The Court agreed with the trial court that the evidence did not clearly and convincingly establish that termination was in Child’s best interest, explaining:
In sum, the circumstances precipitating the child’s removal from Mother’s custody were horrible, but Mother immediately began work on remedying those circumstances and has accomplished a rare feat in parental termination cases—she established that ‘[n]ot all parental misconduct is irredeemable.’ The majority of the best interest factors weigh against terminating her parental rights. It is clear that the [Grandparents] love the child, but we agree with the [trial] court’s determination that the combined weight of the proven facts does not amount to clear and convincing evidence that termination of Mother’s parental rights is in the best interest of the child. We note that our holding here does not mean that Mother immediately regains custody of the child or that she will ever regain custody. It merely means that the [Grandparents] failed to meet their burden of proof.
The Court also quoted the Tennessee Supreme Court’s reminder from In re Gabriella D. that the heightened burden of proof exists to reduce the risk of erroneous decisions that permanently sever fundamental parental rights:
[W]e do not at all condone or excuse the conduct that resulted in the removal of [Child] from Mother’s custody. . . . And we certainly do not minimize the genuine concern and affection [Petitioners] have for [Child]. Our decision instead results from an objective and comprehensive review of the record to determine whether the facts presented satisfy the constitutionally mandated heightened standard of proof. This heightened standard is designed specifically to reduce the risk of erroneous decisions depriving parents of their precious and fundamental rights to the care and custody of children. In this case, this heightened standard of proof was not satisfied. We recognize that the result in this case is unusual, but this is an unusual case. Too often parents fail to rehabilitate themselves and make the changes needed to avoid losing their parental rights forever. The proof in this record establishes that Mother has been able to make the necessary adjustments. This is precisely how the system is designed to function.
The trial court’s judgment was affirmed.
K.O.’s Comment: The facts are terrible. Grounds were proven. Mother did not even fight them. And she still kept her parental rights.

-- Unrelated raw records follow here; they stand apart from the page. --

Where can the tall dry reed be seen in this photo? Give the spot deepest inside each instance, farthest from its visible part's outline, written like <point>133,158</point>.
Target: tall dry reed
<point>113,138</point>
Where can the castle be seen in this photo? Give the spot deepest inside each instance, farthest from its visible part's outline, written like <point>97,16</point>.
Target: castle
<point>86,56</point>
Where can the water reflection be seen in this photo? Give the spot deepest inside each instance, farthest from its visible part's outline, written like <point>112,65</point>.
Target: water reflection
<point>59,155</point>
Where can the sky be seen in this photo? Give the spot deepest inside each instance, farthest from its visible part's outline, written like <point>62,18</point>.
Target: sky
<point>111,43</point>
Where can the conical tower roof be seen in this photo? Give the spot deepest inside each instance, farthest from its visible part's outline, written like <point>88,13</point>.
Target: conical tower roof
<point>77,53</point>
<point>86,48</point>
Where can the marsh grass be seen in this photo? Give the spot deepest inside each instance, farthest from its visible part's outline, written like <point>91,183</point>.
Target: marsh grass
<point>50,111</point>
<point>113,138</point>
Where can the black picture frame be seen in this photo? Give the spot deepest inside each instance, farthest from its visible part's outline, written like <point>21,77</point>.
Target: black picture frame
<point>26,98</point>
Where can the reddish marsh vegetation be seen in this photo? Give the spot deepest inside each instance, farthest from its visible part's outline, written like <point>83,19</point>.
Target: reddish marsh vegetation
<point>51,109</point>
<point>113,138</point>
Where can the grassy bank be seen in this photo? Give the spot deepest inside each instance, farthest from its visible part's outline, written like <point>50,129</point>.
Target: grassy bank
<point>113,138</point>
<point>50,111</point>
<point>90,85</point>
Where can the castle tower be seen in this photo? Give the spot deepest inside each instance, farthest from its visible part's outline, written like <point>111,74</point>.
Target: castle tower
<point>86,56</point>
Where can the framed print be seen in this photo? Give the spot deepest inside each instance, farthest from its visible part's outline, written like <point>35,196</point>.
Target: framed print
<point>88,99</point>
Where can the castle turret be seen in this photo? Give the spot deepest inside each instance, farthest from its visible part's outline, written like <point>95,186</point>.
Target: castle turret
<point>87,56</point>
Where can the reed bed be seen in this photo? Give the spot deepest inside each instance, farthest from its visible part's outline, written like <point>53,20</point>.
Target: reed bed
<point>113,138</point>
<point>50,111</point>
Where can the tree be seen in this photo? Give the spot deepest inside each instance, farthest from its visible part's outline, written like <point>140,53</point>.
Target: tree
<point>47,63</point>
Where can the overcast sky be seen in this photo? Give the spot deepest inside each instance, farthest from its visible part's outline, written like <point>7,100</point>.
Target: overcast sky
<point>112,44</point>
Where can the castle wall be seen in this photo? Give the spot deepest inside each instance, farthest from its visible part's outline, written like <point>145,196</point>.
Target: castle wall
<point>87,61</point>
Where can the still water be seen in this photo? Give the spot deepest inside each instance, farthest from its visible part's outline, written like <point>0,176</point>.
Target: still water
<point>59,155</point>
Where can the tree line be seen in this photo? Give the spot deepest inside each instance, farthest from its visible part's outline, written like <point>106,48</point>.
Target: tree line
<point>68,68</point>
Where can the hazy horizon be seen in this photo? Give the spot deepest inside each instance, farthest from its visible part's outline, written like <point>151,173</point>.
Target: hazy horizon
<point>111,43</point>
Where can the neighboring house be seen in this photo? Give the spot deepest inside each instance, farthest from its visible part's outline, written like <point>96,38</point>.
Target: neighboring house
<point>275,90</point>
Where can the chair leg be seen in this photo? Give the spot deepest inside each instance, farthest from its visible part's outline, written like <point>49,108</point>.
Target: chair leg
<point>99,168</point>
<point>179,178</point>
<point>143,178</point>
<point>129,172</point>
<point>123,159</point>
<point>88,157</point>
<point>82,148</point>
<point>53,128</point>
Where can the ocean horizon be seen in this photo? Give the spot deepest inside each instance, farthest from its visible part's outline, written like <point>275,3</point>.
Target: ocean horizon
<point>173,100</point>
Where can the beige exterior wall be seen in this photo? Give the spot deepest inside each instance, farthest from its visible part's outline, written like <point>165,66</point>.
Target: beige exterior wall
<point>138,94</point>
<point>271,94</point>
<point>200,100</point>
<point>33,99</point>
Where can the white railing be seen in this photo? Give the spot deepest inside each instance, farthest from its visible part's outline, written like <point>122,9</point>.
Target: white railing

Mother did what parents in these cases rarely do. She got sober immediately. She stayed sober. She went to therapy every week. She completed every class available to her. She got stable housing and employment. She divorced Father. She visited Child whenever she was allowed to. And, critically, Child remained bonded to her. That combination of immediate action, sustained effort, and preserved bond is what separates this case from the typical outcome, where a parent’s improvements are too little, too late, or too disconnected from the child’s needs.
For lawyers representing parents, this case is a roadmap. Do not rely on vague assertions that the parent has changed. Prove it with treatment records, drug screens, employment history, housing proof, visitation testimony, and witnesses who can describe the parent-child bond. Visitation is particularly important. If the parent is not visiting, the bond evidence disappears, and so does the strongest argument against termination.